Justru itulah sebahagian pengikut Islam garis keturunan Rasulullah (baca Ahlulbaytnya) terpaksa hijrah ke berbagai negara termasuk ke Acheh - Sumatra, dimana banyak orang Acheh sepertinya masih belum mengenal siapa endatu mereka sesungguhnya. Untuk ini perlu kita buat penelitian kenapa di Acheh - Sumatra banyak sekali nama ahlulbayt Rasulullah seperti Ali, Hassan, Hussein, Jakfar, Musa, Muhammad, Mahdi, Alwi, Kassim, Khadijah, Fatimah, Zainab, Ummi Kalsum, Syaribanun (syahbanu) dan sebagainya. (Silakan baca tulisan DR Hasballah Sa’at untuk lebih jelas lagi). Ada sedikit guyon dari saudara Hasballah bahwa ada orang buta huruf di kawasan Gle Gapui kawasan Acheh - Pidie (Jabbal Ghafur) menamakan ketiga anak lelakinya: Hassan, Maddan dan Hussein. Menurut DR Hasballah Sa’at yang pernah terperangkap sebagai Menteri dalam system Taghut Hindunesia itu orang tua yang buta huruf itu mengira nama 2 cucu Rasulullah “Hasan dan Hussein”, “dan” nya sebagai nama juga hingga nama anak ke 2 di beri nama “Maddan”. Padahal dan itu kan kata hubung atau kata sambung. Demikianlah pengaruh nama cucu Rasulullah atau Ahlulbayt di Acheh. Sayangnya sepertinya orang Acheh sekarang mengingkari realitanya. Ada sedikit yang perlu dikoreksi tulisan DR Hasballah tersebut dimana kisah tentang Muhammad Hanafiah yang lain ibunya dengan Imam Hussein adalah keliru. Hal seperti itulah yang memerlukan penelitian, andaikata Acheh -Sumatra sudah terlepas dari penjajahan Hindunesia. Pastinya penelitian seperti itu terabaikan selama Penguasa Hindunesia masih bercokol di Tanah Rencong itu.

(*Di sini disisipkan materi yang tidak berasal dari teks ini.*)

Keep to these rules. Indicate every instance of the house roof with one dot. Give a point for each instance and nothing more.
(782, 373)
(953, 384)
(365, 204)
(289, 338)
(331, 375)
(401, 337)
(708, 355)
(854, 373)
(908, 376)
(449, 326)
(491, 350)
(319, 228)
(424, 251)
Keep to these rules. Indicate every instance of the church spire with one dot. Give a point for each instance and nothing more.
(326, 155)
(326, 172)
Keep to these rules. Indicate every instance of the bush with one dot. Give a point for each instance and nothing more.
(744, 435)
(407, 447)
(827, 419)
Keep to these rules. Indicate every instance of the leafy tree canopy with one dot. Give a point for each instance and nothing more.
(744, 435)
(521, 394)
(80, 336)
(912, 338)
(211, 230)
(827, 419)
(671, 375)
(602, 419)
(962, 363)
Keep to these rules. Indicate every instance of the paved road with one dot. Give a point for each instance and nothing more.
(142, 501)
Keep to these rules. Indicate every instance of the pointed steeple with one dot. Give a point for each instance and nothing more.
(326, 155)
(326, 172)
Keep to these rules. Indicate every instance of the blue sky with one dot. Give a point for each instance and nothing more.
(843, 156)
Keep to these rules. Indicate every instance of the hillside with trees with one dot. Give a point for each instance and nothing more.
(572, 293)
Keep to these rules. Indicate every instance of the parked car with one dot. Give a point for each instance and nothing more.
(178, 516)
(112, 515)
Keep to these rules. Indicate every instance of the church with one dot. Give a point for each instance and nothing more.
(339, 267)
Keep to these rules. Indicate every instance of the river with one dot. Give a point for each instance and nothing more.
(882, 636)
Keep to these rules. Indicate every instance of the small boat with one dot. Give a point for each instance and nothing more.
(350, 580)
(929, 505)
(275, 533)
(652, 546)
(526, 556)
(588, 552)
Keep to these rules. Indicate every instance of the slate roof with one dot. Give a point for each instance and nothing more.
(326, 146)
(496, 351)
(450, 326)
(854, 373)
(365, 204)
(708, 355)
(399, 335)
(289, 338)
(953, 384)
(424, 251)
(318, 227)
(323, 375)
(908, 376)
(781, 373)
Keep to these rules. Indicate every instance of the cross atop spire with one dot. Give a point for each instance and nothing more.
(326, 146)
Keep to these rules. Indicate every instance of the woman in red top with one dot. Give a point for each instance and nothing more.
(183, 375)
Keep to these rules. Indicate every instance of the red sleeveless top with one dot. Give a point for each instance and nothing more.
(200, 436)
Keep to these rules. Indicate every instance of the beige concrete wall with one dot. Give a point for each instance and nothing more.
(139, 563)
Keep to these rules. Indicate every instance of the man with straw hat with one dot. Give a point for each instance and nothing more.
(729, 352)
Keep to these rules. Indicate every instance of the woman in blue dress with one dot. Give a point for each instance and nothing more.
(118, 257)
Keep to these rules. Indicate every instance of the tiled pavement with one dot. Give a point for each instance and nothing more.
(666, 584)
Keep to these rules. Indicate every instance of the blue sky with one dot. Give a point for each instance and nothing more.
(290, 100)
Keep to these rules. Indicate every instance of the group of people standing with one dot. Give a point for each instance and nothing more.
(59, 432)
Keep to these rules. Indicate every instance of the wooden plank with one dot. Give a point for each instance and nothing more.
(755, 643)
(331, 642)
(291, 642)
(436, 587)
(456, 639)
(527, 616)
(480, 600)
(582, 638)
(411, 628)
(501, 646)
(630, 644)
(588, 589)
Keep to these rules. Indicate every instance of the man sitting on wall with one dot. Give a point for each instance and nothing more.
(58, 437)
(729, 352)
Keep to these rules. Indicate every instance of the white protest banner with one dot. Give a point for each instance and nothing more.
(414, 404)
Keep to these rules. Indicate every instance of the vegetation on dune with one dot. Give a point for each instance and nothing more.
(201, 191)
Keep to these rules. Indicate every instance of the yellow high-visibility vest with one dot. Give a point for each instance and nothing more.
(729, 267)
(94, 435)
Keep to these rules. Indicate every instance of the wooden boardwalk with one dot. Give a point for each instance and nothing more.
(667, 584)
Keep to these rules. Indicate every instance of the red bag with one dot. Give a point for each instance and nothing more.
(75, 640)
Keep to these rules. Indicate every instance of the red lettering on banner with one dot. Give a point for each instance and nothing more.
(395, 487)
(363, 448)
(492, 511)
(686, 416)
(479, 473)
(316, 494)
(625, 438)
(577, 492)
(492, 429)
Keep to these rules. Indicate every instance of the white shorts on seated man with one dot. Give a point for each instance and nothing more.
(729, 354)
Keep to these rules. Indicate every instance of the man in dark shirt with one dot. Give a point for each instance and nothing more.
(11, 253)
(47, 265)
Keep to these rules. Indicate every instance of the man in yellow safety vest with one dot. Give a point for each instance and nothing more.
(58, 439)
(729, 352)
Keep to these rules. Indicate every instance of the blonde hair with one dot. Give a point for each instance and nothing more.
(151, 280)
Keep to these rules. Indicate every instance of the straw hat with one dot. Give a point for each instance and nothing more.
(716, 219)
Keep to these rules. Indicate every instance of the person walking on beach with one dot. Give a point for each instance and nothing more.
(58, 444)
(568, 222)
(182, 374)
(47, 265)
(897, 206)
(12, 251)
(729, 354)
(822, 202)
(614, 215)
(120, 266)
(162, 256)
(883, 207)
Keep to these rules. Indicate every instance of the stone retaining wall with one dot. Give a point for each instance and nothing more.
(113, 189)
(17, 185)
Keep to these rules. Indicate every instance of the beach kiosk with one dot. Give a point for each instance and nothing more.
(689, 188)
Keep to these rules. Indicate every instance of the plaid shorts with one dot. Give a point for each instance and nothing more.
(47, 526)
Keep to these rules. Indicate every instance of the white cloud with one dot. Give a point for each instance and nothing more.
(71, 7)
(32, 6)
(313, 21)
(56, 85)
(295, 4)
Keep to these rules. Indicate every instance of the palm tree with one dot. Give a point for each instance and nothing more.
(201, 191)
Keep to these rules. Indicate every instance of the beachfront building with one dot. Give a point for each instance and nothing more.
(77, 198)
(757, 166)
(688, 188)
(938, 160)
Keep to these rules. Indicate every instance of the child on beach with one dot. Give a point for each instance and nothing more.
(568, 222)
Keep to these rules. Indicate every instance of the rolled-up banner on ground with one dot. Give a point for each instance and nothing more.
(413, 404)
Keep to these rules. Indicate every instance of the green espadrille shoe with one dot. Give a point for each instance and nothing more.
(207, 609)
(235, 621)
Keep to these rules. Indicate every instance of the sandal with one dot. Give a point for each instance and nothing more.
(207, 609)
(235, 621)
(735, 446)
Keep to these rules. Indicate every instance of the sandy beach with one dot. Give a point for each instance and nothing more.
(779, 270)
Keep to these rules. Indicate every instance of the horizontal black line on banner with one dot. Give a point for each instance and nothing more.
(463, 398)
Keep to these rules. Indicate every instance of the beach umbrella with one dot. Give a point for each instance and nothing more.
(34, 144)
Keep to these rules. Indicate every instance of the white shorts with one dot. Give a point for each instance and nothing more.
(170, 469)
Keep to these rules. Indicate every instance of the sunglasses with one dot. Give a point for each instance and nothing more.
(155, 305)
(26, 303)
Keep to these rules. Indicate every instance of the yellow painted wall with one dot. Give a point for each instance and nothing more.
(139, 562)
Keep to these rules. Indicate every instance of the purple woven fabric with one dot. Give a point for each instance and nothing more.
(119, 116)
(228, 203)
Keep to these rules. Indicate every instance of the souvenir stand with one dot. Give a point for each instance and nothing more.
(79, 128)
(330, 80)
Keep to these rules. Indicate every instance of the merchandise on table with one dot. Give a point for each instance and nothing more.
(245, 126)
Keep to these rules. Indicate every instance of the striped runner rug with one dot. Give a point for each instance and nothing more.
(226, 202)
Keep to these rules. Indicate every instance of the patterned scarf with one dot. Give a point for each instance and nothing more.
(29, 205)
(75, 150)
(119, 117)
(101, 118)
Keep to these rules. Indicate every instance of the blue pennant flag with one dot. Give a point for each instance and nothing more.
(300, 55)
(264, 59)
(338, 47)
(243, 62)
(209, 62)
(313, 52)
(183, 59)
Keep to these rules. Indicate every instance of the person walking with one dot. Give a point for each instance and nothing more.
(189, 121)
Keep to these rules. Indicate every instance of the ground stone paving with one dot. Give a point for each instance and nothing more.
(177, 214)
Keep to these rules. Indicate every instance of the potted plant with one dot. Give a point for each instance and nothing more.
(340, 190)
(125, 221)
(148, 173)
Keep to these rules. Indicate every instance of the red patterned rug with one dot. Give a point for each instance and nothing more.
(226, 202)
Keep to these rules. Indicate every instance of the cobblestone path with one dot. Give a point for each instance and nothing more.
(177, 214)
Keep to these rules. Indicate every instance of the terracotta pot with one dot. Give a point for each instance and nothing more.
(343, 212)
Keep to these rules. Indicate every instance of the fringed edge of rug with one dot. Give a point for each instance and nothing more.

Imam Ali as tidak pernah memadukan Fatimah az Zahara sebagaimana Rasulullah juga tidak pernah memadukan Sity Khadijah bin Khuwailid. Tidak ada seorang wanitapun di jaman Rasulullah yang setara dengan Khadijah bin Khuwailid. Rasulullah dan Khadijah adalah pasangan yang ideal. Adalah hal yang sama Allah menganugerahkan seorang wanita pilihan kepada Imam ‘Ali bin Abi Thalib, Fatimah az Zahara bin Muhammad Rasulullah saww. Kapan juga Rasulullah berpoligami? Setelah meninggalnya Khadijah. Kapan Imam ‘Ali berpoligami? Setelah meninggalnya Fatimah. Justru itu sangat keliru ketika ada anggapan bahwa Fatimah merasa tidak enak ketika Muhammad bin Hanafiah ditempatkan atas paha kanan Rasulullah sementara Imam Hussein di paha kiri. Padahal Hanafiah belum exist ketika itu.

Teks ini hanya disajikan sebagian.